もうひとつは、そのような手法を持って語られた、この事件、チェコとスロバキアの二人の青年による、ナチ最高幹部暗殺、その周辺で、その影響で起きた様々な事件について。

 ひとつめの論点で言えば、小説というフィクション、嘘と、「語り手」と、作者の関係について。歴史小説、モデルのいる事実に基づく小説でないときは、それほど深刻に考えず、読んでしまうけれど、歴史ものの場合は、書こうとする作者は、みなこの点に非常に苦労し工夫する。この前読んだ『通訳 ダニエル・シュタイン』もそうだったし、思い出せば、『サラミスの兵士たち』 ハビエル セルカス (著),も、歴史的事実(スペイン内戦)に対して、取材しながら事実を追いかけていく、そのプロセス自体を小説化した傑作だったな。面白いことに、『HHhH』も『サラミスの兵士たち』も、バルガス・リョサが絶賛、って、Amazon内容紹介に書いてあるんだよな。リョサは、この問題、歴史的事実と小説の関係について、問題意識を持っているっていうことなのかな。しむちょん、教えてくれると嬉しいな。

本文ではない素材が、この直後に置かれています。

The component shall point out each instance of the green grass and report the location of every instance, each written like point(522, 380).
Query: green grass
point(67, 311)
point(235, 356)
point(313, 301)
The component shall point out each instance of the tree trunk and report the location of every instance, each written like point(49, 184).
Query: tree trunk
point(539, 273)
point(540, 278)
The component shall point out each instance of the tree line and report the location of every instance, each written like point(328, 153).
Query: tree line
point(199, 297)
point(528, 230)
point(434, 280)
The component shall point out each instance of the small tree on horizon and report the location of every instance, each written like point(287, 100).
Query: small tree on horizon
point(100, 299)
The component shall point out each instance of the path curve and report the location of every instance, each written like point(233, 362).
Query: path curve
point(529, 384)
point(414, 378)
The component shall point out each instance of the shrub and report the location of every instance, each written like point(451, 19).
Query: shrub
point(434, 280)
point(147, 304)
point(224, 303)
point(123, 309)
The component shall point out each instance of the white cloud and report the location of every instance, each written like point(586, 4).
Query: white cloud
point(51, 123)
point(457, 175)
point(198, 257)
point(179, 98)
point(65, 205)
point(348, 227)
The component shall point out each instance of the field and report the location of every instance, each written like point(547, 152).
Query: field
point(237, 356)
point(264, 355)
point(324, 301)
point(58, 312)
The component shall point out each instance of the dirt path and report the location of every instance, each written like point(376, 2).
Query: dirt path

 そして、ふたつめの視点、この事件自体について。チェコスロバキアの歴史についても、「チェコ」と「スロバキア」の関係についても、第二次大戦中、ナチスドイツとの関係で二つの国がどんなだったかも、この本で初めて知った。その上で地図を見ると、たしかにチェコはドイツとオーストリアにすっぽり挟まれていて、明らかにドイツとの関係が深く、スロバキアはハンガリーにべったり接していて、ポーランドとハンガリーという、スロバキアと較べれば「強国・大国」である国との関係が深い。なるほどなあ。そして、チェコは、ナチスに占領されてしまうが、スロバキアは傀儡国家ではあるが、なんとか独立を保ち続ける。ちゃんと勉強しないと、いい歳して、チェコとスロバキアのことなんて、全然、知らなかった。恥ずかしい。周辺の国、ポーランドやウクライナでのナチスの恐るべき蛮行の数々も、知らないことがたくさん。バビ・ヤールの谷のことなんて、知らなかった。
 

 このチェコとスロバキアのことを、フランス人作家が、このように書く、という、そのことも、フランスのヴィシー政権のこと、ドゴールの亡命政権のことと相似形の形で理解されたりするので、本当に勉強になりました。

 そして、この「資料で確認された事実に基づいて、想像を極力排して、しかし、小説としてこのことを書こう」という努力に基づいて書かれたこの小説。初めは、神経質すぎる作者の独白描写をうっとうしく感じつつ、その積み重ねの果てに描かれる、事実としてのこの事件の重さが、その前後に展開されるナチスの蛮行の数々が、そして二人の主人公と、それを助けた多くの人たちの勇気が、小説的想像の描写を排しても、それでも、いやそうであるがゆえに、深く伝わってくるのでした。

 ちなみに2014年の本屋大賞 翻訳小説部門第一位、ということで、ややこしいこと考えなくても、戦争スパイ実録小説、として面白い、ということで、ひろく、お勧めします。